But that was still a day before my wife's birthday. Whether it would end or not, we weren't sure, but we did manage, in the meantime, to make reservations at a winery about 90 minutes outside of Melbourne, which has a fancy hotel, pool, restaurant, spa, and the place we're staying, a series of five newly outfitted Airstream trailers that also have access to all of the above. We're not staying in all five of them; one is enough (just barely). (They're amazing but oh so small!)
So yeah, spoiler alert, the lockdown did end as only an additional few stray cases directly related to that localized outbreak came through over the remainder of the five days. (And there was probably also pressure to get fans back in the stands for the Australian Open.) My wife had said she wanted to be anywhere on her birthday other than the house where she'd been cooped up most of the past year, and thankfully, that did work out. Whew.
One of the things our fancy Airstream came stocked with was this:
Not for free, mind you, but holidays like this are meant for a little indulgence, and I decided it was worth the $20 to find out about it.
Now, I'm not part of the gin craze so I hadn't actually heard of this, nor did I realize it was even gin-based. But I do have a couple bottles of gin at home acquired as gifts and once to make a martini, so going through this gin a bit faster than we are (which is, not at all) had a benefit to me as well.
I didn't drink it our first night because we hadn't yet made ice. The tray was there but it was empty.
The second night, my wife's actual birthday, we were talking about it over her birthday dinner (steak and yummy vegetables) and she mentioned that Stanley Tucci had become a bit of a sensation (outside of the things that already make him a sensation) early in the pandemic with his viral video of how to make a Negroni. Now it was all circling back in my memory, though I'd never watched the video myself.
It was enough time later, back at the Airstream, that this conversation was no longer at the forefront of my mind. I chucked my Negroni in the freezer for 15 minutes (as the bottle recommends), plucked some ice out of the ice trays and poured. Then it was time to find my movie for the night.
I had decided on two criteria for my movie: Netflix (because you have to choose a streaming service, even if you are just randomly choosing) and horror (because I like watching horror movies when I'm in a camper or other semi-exposed sleeping arrangement). As it was 10:45 already, I imposed a third criterion that it had to be 90 minutes, or only a few minutes over.
The movie that met all three criteria was the exactly 90-minute The Silence, which I remembered hearing about a couple years ago when it first came out. I remembered it was supposed to be some kind of ripoff of Bird Box, and not very good. But who said a horror movie had to be very good in order to watch it?

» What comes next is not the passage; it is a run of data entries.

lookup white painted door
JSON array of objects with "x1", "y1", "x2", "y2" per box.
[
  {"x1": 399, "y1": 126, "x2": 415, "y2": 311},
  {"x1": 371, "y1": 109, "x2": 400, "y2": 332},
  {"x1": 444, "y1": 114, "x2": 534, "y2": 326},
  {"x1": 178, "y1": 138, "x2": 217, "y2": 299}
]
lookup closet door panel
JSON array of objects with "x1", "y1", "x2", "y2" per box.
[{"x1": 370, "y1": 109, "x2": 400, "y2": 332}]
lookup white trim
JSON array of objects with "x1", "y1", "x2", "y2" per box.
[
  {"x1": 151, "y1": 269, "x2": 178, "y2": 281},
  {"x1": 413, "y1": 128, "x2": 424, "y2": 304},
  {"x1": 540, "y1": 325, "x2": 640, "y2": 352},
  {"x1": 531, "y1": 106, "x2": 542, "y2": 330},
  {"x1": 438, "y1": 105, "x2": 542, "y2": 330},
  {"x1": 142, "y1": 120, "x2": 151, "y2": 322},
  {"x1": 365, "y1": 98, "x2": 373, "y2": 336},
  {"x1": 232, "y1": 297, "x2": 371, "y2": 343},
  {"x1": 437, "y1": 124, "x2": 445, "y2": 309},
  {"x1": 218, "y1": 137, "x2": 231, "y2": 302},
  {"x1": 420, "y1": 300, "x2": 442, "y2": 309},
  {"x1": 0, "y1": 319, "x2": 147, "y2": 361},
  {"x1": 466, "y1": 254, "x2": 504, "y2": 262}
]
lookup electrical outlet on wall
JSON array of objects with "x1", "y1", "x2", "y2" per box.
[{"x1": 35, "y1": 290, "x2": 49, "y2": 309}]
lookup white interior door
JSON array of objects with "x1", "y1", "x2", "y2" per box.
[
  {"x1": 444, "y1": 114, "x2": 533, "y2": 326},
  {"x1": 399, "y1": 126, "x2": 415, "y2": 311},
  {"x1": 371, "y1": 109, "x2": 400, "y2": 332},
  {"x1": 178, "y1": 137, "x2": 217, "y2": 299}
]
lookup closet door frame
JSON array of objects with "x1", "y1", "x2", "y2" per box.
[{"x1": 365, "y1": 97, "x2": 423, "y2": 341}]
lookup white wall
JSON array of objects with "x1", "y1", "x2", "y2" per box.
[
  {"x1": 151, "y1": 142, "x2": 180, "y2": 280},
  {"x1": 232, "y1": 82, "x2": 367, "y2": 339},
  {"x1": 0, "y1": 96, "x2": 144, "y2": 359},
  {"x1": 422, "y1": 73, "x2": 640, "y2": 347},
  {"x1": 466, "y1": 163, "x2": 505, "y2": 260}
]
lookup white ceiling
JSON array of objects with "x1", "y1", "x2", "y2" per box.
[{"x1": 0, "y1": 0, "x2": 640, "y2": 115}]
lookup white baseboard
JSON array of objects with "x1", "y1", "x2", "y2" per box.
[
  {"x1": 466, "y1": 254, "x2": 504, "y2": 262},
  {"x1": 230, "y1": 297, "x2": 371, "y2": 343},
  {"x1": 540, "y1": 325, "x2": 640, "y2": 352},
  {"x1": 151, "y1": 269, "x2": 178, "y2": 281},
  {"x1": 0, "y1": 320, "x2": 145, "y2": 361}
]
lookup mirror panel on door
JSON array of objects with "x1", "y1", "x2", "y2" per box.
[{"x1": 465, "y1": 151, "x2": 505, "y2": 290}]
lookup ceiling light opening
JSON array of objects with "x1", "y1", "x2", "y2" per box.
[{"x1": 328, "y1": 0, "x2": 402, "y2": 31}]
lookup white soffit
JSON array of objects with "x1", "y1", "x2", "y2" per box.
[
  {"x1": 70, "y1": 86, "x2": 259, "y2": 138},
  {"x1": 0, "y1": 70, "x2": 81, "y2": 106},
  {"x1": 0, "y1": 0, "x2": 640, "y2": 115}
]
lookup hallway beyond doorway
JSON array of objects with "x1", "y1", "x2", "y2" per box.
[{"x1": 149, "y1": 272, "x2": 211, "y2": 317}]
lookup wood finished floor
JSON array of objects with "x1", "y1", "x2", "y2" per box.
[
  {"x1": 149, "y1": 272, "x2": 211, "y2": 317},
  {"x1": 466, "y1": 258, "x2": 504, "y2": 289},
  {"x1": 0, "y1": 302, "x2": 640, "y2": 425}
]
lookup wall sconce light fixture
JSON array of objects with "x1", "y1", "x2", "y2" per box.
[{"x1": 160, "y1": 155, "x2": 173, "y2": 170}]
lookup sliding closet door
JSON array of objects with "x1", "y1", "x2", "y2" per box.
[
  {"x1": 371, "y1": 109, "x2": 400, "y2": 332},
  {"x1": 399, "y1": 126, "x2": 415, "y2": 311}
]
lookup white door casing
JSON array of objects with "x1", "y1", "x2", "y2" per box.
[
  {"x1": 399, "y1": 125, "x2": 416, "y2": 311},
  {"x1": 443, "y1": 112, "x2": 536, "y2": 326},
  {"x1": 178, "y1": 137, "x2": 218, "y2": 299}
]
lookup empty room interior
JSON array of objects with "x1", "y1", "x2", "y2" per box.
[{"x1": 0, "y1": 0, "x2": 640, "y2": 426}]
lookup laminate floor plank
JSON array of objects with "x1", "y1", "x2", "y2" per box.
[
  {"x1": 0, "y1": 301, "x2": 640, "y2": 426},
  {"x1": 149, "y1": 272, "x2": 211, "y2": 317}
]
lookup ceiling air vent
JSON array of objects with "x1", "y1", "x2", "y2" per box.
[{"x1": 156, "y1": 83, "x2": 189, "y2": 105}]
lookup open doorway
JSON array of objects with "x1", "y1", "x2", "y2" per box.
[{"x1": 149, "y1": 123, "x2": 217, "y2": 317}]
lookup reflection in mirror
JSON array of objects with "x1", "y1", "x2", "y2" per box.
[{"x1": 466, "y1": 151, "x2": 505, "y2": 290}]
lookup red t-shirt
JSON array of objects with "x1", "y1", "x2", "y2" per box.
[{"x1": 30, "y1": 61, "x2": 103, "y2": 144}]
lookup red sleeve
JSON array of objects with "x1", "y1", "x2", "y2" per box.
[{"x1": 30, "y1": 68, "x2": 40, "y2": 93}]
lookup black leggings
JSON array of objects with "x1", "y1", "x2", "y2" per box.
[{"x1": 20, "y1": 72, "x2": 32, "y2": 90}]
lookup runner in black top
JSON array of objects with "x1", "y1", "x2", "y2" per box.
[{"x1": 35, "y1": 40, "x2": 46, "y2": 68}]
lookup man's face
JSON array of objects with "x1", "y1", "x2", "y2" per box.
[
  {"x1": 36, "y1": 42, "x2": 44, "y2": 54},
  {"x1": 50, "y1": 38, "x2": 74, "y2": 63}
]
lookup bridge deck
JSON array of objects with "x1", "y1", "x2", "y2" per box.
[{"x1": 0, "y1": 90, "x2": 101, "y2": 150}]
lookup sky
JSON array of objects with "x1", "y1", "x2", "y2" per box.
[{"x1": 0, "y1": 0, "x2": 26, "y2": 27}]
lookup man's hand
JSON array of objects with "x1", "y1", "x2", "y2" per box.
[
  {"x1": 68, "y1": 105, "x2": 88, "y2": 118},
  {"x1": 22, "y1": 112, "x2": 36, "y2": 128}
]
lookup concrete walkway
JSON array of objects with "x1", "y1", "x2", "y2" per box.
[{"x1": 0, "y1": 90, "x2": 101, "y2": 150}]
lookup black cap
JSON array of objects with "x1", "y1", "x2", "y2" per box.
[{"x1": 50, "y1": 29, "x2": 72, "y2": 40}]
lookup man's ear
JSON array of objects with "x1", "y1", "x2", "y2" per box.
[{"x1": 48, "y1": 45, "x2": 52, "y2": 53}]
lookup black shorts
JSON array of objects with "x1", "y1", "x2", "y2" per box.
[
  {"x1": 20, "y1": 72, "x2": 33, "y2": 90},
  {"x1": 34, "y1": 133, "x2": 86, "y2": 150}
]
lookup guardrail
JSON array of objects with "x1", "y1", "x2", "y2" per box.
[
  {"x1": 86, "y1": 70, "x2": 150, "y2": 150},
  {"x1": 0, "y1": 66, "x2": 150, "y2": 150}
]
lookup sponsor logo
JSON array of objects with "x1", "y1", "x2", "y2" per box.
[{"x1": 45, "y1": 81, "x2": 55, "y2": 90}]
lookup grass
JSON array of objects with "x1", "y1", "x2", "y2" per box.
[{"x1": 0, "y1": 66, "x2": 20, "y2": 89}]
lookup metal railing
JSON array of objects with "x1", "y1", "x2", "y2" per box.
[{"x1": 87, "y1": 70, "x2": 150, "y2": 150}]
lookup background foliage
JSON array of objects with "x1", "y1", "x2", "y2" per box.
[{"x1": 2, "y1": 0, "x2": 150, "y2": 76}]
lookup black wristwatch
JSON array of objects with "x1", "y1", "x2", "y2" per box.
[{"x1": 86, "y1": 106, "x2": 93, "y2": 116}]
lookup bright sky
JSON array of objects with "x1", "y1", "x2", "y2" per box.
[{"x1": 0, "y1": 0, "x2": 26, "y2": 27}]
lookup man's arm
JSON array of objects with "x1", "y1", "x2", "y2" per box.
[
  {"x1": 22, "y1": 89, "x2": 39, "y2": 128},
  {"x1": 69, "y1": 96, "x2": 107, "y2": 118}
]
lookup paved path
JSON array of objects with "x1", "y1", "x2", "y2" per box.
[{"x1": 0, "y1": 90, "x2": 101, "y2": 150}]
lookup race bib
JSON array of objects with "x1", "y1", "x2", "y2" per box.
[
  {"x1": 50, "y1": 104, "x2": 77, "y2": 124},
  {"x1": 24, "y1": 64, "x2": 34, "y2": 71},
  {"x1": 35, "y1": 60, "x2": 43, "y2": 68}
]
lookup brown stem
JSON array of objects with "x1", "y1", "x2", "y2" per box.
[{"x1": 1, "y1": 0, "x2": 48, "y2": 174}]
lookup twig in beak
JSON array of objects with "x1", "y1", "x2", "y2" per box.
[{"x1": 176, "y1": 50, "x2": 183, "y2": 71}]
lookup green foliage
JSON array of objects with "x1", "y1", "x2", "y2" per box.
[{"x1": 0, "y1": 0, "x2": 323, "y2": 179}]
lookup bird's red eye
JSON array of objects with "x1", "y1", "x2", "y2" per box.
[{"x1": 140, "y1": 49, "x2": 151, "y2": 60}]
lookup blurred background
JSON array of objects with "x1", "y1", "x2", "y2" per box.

As I started watching, I remembered that the movie it was supposed to be ripping off was not Bird Box, but A Quiet Place, as the premise is almost exactly the same. I actually liked some things about this better than A Quiet Place, though I suppose ultimately it's the lesser movie.
The next thing I noticed after I started watching?
It stars Stanley Tucci.
You could say something stuck in the back of my brain from our earlier conversation and my impending Negroni, but I don't really think that's true. After all, the movie had to meet three other criteria before whether Stanley Tucci was in it or not could even be a factor in my decision-making.
I ended up enjoying both my Negroni and my movie. As gin is one of only three alcohols in a Negroni -- the others being campari and sweet red vermouth -- the gin taste didn't dominate, and the drink overall had a sort of summery freshness to it. It actually being summer here, that was quite welcome.
And I was surprisingly involved in the movie. I guess it's kind of an addictive premise, even if A Quiet Place already did it a year earlier, but I'm sure A Quiet Place was not the first horror movie in which silence is the only way to prevent your imminent death. (In fact, hiding from serial killers involves silence, meaning the concept goes pretty much back to the beginnings of horror.) One thing I actually liked about it relative to A Quiet Place is that Tucci feels more like a regular guy going through this scenario, a square dad type, rather than man-of-action John Krasinski with his mountain man beard. I'm also a big Kiernan Shipka fan after her work in The Blackcoat's Daughter -- another movie I watched in a camper-type setting that scared me half to death -- and she did not disappoint. (The Silence did not scare me half to death, I should clarify, but the swooping bat-things that are destroying society were creepy and effectively designed, and had me looking over my shoulder at apparent noises, not to mention brushing moths away from my face with extra urgency and vigor.)
In fact the only thing that was a little bit disappointing about the experience was Tucci's Negroni video, which I watched after I finished the movie. I was first of all surprised to see it had only 89,000 and change views on YouTube, a lot less than I was expecting for an apparent phenomenon, though I guess most people watched it on a platform other than YouTube. And though I found the three-minute video charming enough, it isn't the kind of thing that I thought would make headlines, except that it was April of last year, and peering through the windows into celebrities' pandemic homes was very novel right at the start.
I may come back to the video, though, as I liked my Negroni enough to consider making it from scratch for myself in the future. And if they replenish the Negroni I consumed when they bring our eggs and bacon for tomorrow's breakfast, it's entirely possible there will be another one in my future tonight.